Given a set of digits S, and an integer n, you have to find how many n-digit integers are there, which contain digits that belong to S and the difference between any two adjacent digits is not more than two.
Input
Input starts with an integer T (≤ 300), denoting the number of test cases.

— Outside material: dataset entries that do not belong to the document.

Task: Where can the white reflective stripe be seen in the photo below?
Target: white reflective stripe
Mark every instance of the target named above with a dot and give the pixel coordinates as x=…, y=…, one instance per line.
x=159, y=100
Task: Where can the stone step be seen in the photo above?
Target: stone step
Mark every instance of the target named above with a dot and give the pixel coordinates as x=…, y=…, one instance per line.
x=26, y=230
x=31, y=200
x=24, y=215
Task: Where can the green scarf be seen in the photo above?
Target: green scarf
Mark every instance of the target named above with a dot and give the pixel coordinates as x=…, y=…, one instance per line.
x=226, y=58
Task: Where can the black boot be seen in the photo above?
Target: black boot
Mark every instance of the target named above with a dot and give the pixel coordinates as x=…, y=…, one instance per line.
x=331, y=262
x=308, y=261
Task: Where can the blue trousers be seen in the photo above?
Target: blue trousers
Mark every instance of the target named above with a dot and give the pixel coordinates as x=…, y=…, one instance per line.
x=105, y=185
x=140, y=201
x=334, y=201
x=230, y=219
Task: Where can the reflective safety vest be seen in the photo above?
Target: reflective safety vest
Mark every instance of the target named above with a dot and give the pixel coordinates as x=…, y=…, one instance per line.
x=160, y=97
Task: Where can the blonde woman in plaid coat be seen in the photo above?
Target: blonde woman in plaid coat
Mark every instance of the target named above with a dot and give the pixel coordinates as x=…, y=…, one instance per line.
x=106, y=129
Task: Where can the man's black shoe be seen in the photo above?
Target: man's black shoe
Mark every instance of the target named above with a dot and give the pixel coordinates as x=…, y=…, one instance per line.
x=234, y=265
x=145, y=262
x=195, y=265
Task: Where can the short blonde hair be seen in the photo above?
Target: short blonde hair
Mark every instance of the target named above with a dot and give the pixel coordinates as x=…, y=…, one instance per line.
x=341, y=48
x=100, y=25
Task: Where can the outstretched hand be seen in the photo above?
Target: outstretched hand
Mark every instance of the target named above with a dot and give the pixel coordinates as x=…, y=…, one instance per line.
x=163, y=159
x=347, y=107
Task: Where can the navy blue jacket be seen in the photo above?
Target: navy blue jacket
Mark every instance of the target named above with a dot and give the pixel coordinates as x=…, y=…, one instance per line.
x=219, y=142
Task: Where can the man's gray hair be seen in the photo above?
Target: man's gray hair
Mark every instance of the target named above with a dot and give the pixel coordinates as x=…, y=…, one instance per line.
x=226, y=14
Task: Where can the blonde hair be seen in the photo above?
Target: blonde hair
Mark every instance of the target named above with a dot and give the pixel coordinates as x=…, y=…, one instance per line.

Each case contains two integers, m (1 ≤ m < 10) and n (1 ≤ n ≤ 10). The next line will contain m integers (from 1 to 9) separated by spaces. These integers form the set S as described above. These integers will be distinct and given in ascending order.
Output
For each case, print the case number and the number of valid n-digit integers in a single line.
Sample Input
3
3 2
1 3 6
3 2
1 2 3
3 3
1 4 6
Output for Sample Input
Case 1: 5
Case 2: 9
Case 3: 9
Note
For the first case the valid integers are
11
13
31
33
66
今天做hihoCoder碰到的一个题目,所用方法之前并不了解。所以,找了这题练练手
此题题解参考:http://www.cnblogs.com/aiterator/p/6685932.html
#include<bits/stdc++.h>
using namespace std;
typedef vector<unsigned int> vec;
typedef vector<vec> mat;
mat mul(mat &a, mat &b)
{
mat c(a.size(), vec(b[0].size(), 0));
for(int i=0; i<a.size(); ++ i)
{
for(int j=0; j<b[0].size(); ++ j)
{
for(int k=0; k<b.size(); ++ k)
c[i][j] = c[i][j] + a[i][k] * b[k][j];
}
}
return c;
}
mat pow(mat &a, unsigned int n)
{
mat b(a.size(), vec(a[0].size(), 0));
for(int i=0; i<a.size(); ++ i)
b[i][i] = 1;
while(n > 0)
{
if(n & 1)
b = mul(b, a);
a = mul(a, a);
n >>= 1;
}
return b;
}
void solve(int cases)
{
int m, n;
cin >> m >> n;
vec arr(m);
for(int i=0; i<m; ++ i)
cin >> arr[i];
sort(arr.begin(), arr.end());
mat a(m, vec(m, 0));
for(int i=0; i<m; ++ i)
{
for(int j=max(0, i-2); j<min(m, i+3); ++ j)
{
if(abs(arr[i] - arr[j]) <= 2)
a[i][j] = 1, a[j][i] = 1;
}
}
mat b(1, vec(m, 1));
mat c = pow(a, n-1);
mat d = mul(b, c);
unsigned int ans = 0;
for(int i=0; i<d[0].size(); ++ i)
ans += d[0][i];
cout << "Case " << cases+1 << ": " << ans << endl;
}
int main()
{
int t;
cin >> t;
for(int i=0; i<t; ++ i)
solve(i);
return 0;
}